Tuesday, April 04, 2017

Winnipeg Free Press

Another national environmental group is sounding an alarm for the country's caribou.

The Wilderness Committee released a report Tuesday that underscored an urgency to protect the species the environmentalists called "Canada's iconic boreal, woodland caribou."

"There is a caribou crisis unfolding across the nation," Eric Reder, Manitoba's director for the group, said in a statement announcing the report's findings. "Piecing together this report province by province, I was shocked to see how bad it has gotten."

The report found that much of Canada's boreal forest, which caribou depend on, is being parcelled out for industrial development.

It's the second national report to call attention to imperilled caribou herds in recent months.

The fourth-annual review by the Canadian Parks and Wilderness Society, a national conservation charity that works with government, industry and indigenous peoples to protect lands and water, concluded in December that progress across the country to protect woodland caribou is "spotted."

Woodland caribou — an image of the iconic animal is stamped on Canada's quarter — remain a species at risk across the country with a shaky hold on the future, that report warned.

Then in late February, environmental groups issued a second call on the risks to boreal caribou, ahead of a federal, provincial and territorial meeting of environment ministers in Ottawa.

The statement released through the David Suzuki Foundation warned Canada could lose half its boreal forests within decades at the current pace of logging, oil and gas development and destroy the country's caribou in the process.

Woodland caribou are designated as threatened under federal designation and they are distinct from their more common cousins, barren ground caribou.

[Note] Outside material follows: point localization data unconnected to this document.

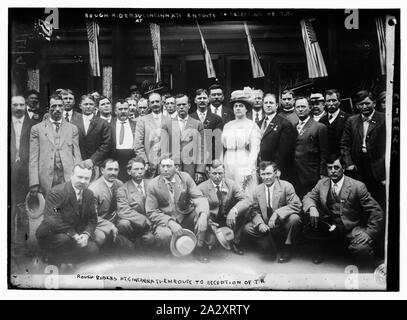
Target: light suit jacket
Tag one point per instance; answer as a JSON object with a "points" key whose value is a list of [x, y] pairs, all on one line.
{"points": [[161, 207], [357, 207], [284, 202], [42, 152]]}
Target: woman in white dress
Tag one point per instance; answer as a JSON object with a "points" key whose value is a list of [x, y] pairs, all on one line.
{"points": [[241, 139]]}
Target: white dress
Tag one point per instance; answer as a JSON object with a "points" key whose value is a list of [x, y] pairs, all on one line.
{"points": [[241, 139]]}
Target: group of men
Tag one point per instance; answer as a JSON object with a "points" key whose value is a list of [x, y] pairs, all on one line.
{"points": [[154, 170]]}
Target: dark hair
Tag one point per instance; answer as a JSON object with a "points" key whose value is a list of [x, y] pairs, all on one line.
{"points": [[363, 94], [215, 87], [333, 157], [181, 95], [265, 164], [86, 96], [288, 91], [198, 92], [137, 159], [32, 91], [106, 161], [331, 92]]}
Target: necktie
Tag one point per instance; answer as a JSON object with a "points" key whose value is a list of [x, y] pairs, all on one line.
{"points": [[57, 126], [121, 139]]}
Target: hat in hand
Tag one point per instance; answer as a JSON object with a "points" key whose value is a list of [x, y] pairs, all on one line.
{"points": [[183, 244]]}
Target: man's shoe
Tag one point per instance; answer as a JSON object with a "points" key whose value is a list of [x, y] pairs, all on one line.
{"points": [[201, 254], [236, 250], [285, 255]]}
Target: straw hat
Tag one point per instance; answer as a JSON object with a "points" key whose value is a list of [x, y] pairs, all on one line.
{"points": [[183, 244]]}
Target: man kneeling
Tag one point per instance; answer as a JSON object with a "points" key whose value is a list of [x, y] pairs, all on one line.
{"points": [[275, 212], [341, 208], [70, 218], [175, 202]]}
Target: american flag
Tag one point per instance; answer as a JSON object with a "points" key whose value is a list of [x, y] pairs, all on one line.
{"points": [[155, 37], [254, 59], [92, 28], [315, 61], [381, 37], [210, 70]]}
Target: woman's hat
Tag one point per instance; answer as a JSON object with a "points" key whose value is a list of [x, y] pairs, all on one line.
{"points": [[242, 97], [183, 244]]}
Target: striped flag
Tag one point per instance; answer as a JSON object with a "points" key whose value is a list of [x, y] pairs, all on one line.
{"points": [[155, 37], [254, 59], [315, 61], [92, 28], [44, 28], [381, 37], [210, 70]]}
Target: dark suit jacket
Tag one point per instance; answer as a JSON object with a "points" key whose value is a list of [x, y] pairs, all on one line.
{"points": [[335, 131], [311, 152], [178, 142], [62, 213], [213, 131], [233, 197], [278, 143], [357, 205], [96, 143], [227, 114], [284, 202], [19, 169], [352, 138]]}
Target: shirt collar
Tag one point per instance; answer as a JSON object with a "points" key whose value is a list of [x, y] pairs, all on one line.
{"points": [[339, 184], [18, 119], [109, 184]]}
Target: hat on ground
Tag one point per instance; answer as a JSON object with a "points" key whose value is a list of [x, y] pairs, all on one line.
{"points": [[34, 206], [242, 97], [183, 244], [224, 235]]}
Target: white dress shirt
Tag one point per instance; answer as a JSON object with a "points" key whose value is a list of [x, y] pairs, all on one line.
{"points": [[18, 126], [334, 115], [86, 121], [128, 135]]}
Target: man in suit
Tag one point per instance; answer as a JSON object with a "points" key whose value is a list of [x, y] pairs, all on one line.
{"points": [[317, 103], [311, 149], [34, 111], [257, 113], [94, 133], [19, 156], [104, 109], [334, 120], [216, 98], [185, 136], [175, 202], [70, 218], [212, 127], [69, 104], [228, 205], [341, 209], [287, 101], [363, 145], [122, 138], [54, 149], [275, 213], [131, 199], [170, 108], [148, 144], [278, 139], [105, 192]]}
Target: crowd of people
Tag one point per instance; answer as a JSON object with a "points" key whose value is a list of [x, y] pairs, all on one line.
{"points": [[149, 173]]}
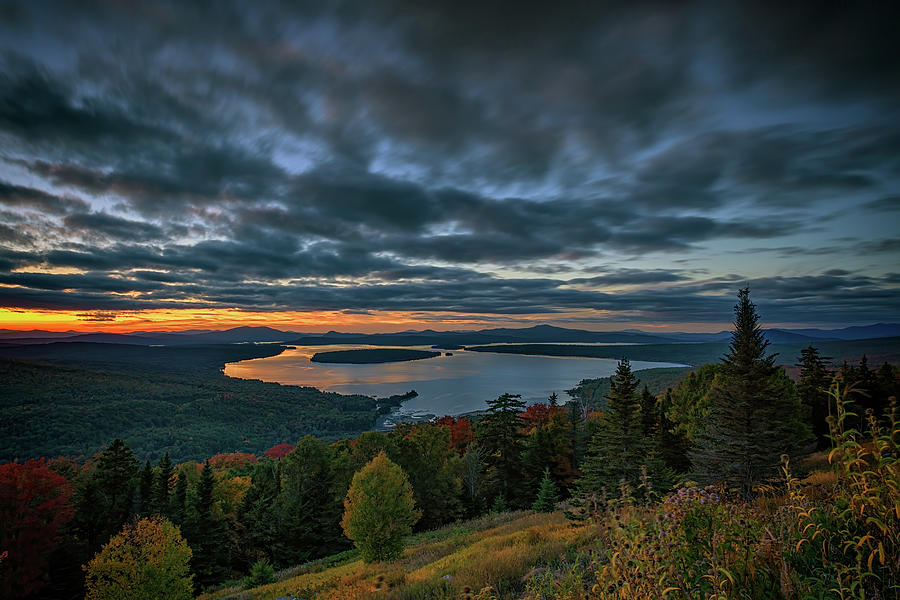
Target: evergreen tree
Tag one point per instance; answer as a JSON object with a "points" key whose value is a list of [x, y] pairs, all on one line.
{"points": [[205, 533], [547, 497], [649, 414], [536, 458], [145, 490], [499, 505], [498, 432], [259, 523], [753, 416], [813, 391], [160, 493], [618, 448], [89, 522], [672, 445], [425, 455], [116, 474], [179, 500], [306, 509]]}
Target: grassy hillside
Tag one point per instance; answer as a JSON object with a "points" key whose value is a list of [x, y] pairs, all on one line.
{"points": [[834, 534], [496, 551]]}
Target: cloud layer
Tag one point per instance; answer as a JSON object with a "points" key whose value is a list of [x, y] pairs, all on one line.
{"points": [[632, 164]]}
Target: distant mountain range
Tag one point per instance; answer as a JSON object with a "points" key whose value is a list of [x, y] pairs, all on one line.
{"points": [[536, 334]]}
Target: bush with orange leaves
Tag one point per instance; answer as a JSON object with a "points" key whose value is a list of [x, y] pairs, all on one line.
{"points": [[148, 560]]}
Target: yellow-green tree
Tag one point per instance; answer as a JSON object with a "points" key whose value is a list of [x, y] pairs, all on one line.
{"points": [[148, 560], [379, 510]]}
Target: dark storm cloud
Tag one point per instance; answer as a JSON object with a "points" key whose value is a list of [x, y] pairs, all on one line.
{"points": [[445, 156], [17, 195], [106, 225]]}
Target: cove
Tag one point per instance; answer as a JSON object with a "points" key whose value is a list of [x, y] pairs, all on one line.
{"points": [[447, 385]]}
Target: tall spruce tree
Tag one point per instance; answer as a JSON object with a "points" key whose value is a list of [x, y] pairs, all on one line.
{"points": [[618, 448], [498, 432], [145, 490], [104, 502], [753, 416], [306, 508], [813, 391], [206, 533], [160, 494], [649, 414], [178, 504], [547, 497], [672, 445], [257, 513]]}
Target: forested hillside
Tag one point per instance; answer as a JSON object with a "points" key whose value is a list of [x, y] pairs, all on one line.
{"points": [[53, 410]]}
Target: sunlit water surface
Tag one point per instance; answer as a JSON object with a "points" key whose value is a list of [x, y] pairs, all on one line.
{"points": [[447, 385]]}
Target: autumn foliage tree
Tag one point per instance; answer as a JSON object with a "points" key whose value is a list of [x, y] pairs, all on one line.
{"points": [[148, 560], [279, 451], [34, 505], [379, 510]]}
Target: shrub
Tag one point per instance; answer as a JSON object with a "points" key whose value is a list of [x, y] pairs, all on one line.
{"points": [[148, 559], [379, 510]]}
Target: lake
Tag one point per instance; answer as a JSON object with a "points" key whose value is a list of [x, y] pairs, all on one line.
{"points": [[447, 385]]}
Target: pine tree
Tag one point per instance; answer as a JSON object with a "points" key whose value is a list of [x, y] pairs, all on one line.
{"points": [[672, 445], [257, 515], [206, 533], [179, 500], [306, 509], [754, 412], [618, 448], [547, 497], [116, 473], [813, 390], [649, 414], [160, 494], [499, 433], [145, 490]]}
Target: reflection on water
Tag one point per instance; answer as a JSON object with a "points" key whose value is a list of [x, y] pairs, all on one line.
{"points": [[446, 384]]}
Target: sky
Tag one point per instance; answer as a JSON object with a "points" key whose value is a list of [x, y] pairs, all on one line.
{"points": [[390, 165]]}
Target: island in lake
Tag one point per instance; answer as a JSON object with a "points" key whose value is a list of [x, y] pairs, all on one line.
{"points": [[372, 355]]}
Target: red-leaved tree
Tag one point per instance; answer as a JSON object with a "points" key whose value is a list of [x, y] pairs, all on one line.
{"points": [[34, 504], [460, 431], [279, 451], [222, 462]]}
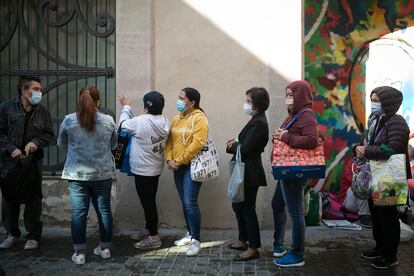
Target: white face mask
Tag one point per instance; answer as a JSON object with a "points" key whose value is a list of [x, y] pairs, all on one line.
{"points": [[248, 108], [288, 101]]}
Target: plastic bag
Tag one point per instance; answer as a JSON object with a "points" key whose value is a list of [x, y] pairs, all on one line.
{"points": [[235, 188]]}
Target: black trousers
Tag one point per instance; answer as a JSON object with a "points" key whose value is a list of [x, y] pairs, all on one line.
{"points": [[10, 212], [385, 228], [147, 187], [247, 218]]}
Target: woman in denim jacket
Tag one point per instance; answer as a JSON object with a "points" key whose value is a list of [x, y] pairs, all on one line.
{"points": [[89, 137]]}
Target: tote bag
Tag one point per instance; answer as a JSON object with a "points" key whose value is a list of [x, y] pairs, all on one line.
{"points": [[205, 165], [296, 163], [235, 188], [389, 181]]}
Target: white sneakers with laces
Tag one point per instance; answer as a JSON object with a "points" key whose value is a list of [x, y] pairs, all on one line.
{"points": [[9, 242], [186, 240], [78, 258], [103, 253]]}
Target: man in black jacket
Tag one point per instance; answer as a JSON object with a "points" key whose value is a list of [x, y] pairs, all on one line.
{"points": [[25, 130]]}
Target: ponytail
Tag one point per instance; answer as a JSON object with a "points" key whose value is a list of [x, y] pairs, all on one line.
{"points": [[86, 108]]}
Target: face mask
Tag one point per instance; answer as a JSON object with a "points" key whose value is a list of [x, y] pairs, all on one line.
{"points": [[288, 101], [35, 98], [375, 107], [180, 105], [247, 108]]}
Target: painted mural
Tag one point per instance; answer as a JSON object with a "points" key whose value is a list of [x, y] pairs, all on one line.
{"points": [[350, 48]]}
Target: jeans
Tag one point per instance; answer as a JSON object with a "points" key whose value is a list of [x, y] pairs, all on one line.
{"points": [[385, 229], [289, 193], [188, 191], [81, 193], [247, 222], [147, 191]]}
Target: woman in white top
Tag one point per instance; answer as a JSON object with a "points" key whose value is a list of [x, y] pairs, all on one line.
{"points": [[149, 135]]}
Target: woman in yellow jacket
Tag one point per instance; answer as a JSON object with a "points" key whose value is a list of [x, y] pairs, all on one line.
{"points": [[188, 134]]}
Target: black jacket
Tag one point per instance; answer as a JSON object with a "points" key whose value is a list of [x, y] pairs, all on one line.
{"points": [[39, 129], [253, 139]]}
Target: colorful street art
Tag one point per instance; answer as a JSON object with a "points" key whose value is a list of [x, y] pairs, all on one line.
{"points": [[350, 48]]}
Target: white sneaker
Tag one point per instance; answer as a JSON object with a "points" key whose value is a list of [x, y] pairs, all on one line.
{"points": [[104, 253], [9, 242], [186, 240], [194, 248], [78, 259], [139, 235], [31, 244]]}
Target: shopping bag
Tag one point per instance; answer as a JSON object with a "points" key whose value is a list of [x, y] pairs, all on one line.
{"points": [[295, 163], [205, 165], [389, 181], [235, 188]]}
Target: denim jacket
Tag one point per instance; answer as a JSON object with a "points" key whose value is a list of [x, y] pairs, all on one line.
{"points": [[89, 156], [12, 121]]}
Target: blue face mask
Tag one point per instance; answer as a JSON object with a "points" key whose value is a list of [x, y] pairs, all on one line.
{"points": [[180, 105], [375, 107], [35, 98]]}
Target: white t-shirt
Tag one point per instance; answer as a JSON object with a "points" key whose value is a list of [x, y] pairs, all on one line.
{"points": [[149, 136]]}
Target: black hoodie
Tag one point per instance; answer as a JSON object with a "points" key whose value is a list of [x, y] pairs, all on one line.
{"points": [[393, 130]]}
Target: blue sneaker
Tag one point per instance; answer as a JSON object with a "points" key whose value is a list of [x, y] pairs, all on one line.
{"points": [[279, 251], [290, 259]]}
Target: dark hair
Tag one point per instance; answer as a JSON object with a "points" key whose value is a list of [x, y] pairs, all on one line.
{"points": [[260, 98], [25, 82], [193, 95], [86, 108]]}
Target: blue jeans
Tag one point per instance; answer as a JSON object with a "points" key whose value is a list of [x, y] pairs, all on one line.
{"points": [[81, 193], [188, 191], [289, 193]]}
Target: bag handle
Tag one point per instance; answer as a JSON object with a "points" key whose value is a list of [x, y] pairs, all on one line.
{"points": [[296, 116], [238, 154]]}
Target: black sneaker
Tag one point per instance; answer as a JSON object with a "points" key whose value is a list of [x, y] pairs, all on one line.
{"points": [[371, 254], [384, 263], [365, 221]]}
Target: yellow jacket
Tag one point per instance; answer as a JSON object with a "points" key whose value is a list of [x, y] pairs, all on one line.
{"points": [[195, 139]]}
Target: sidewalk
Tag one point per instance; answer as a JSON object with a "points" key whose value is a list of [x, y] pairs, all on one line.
{"points": [[328, 252]]}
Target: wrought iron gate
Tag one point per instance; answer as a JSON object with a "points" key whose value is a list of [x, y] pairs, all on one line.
{"points": [[68, 44]]}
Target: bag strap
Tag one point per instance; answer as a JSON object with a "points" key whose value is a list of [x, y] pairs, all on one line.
{"points": [[296, 116], [189, 119], [238, 154]]}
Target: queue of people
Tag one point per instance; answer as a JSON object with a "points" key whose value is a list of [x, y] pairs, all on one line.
{"points": [[89, 136]]}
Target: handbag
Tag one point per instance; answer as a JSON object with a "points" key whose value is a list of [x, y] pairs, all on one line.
{"points": [[121, 152], [295, 163], [204, 166], [235, 188], [389, 181], [19, 179], [361, 179]]}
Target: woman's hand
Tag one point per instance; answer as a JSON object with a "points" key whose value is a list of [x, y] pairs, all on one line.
{"points": [[172, 165], [123, 100], [230, 142], [360, 152], [278, 133]]}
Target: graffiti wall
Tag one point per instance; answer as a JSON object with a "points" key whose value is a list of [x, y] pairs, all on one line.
{"points": [[350, 48]]}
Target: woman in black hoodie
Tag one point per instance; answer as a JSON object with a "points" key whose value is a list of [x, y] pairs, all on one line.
{"points": [[386, 134]]}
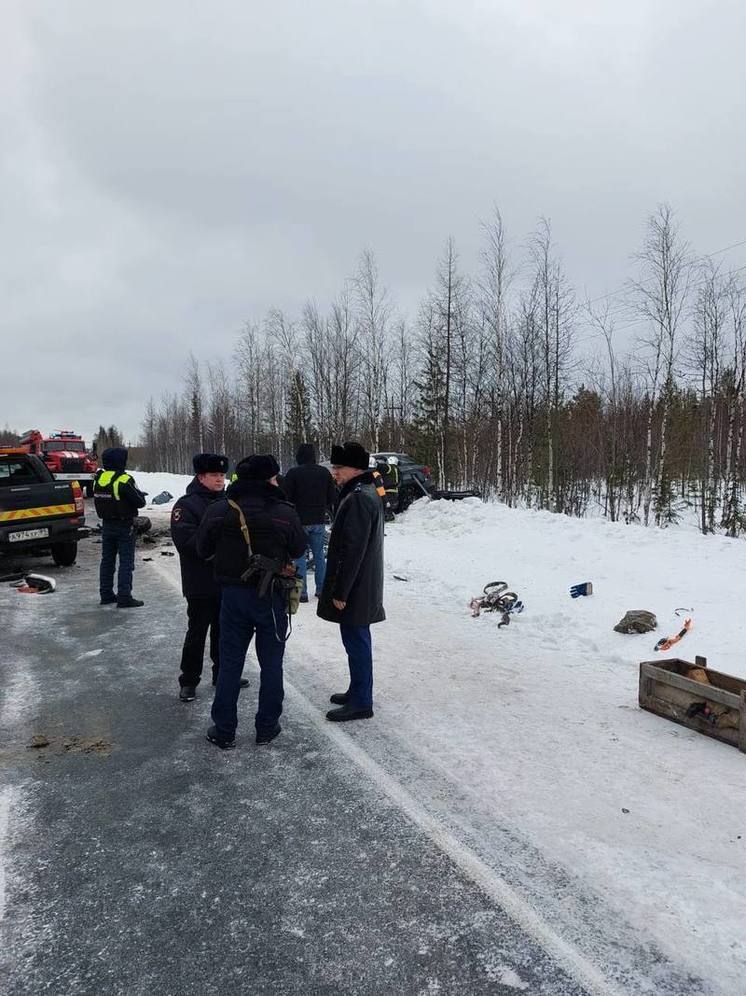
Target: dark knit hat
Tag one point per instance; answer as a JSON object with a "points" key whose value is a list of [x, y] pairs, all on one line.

All the recent calls have drawn attention to Ottawa's looming deadline to enact measures that would protect boreal caribou and their habitat.

"In 2012, the federal government gave the provinces and territories five years to establish action plans to preserve boreal caribou. This deadline is approaching and we are not seeing enough action," Reder said in Tuesday's statement.

In Manitoba, conservation progress is too slow to meet meet federal timelines here, according to both the report in December and the one released Tuesday.

"This government has said they will not meet the deadline, they have absolutely said 'No' to that. This is something the provinces are going to have to work out with the federal government," Reder said.

Manitoba has said that the province would meet some, but not all, of the federal conditions.